= Eyre's 1839 expeditions =

1839 explorations of interior South Australia

In 1839, Edward John Eyre made two expeditions to explore the interior of South Australia, at a time when the territory was almost completely unknown to European colonists beyond the head of Spencer Gulf. The first expedition, in May, set out from Adelaide. Eyre traveled as far as the Flinders Ranges, though it is not clear exactly how far north he reached before turning back. The second expedition, in August, sailed to Port Lincoln and then struck west, following the coast to Streaky Bay. Forced back again by inhospitable conditions, he went east and then further north than his previous attempt, eventually discovering the endorheic Lake Torrens.

Eyre later made a third trip north in June 1840, this time reaching what is now known as Lake Eyre. A fourth trip began in February 1841 with the goal of reaching Western Australia.
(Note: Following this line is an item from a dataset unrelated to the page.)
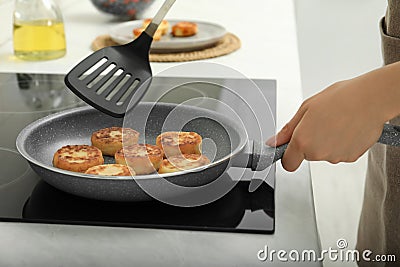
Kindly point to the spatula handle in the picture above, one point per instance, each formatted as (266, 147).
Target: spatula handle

The trek began at Fowlers Bay and reached Albany in July, a trip of 1600 km.

==First expedition==
Having made a tidy profit of several thousand pounds from his second overlanding trip, the young Eyre (then only 23 years old) turned his attention to the interior and speculations surrounding the possibility of a navigable inland sea. Planning a three-month expedition to the head of the Spencer Gulf, he left Adelaide with five other men on 1 May 1839, taking two drays and travelling north towards the coastal plain west of the Flinders Ranges. He named the Broughton River after William Grant Broughton, the Anglican Bishop of Australia, and then proceeded northward past the head of Spencer Gulf to establish a camp halfway between The Dutchmans Stern and Mount Arden at a small creek with permanent springs in it; he named it Depot Creek and was to return to it several times in future years.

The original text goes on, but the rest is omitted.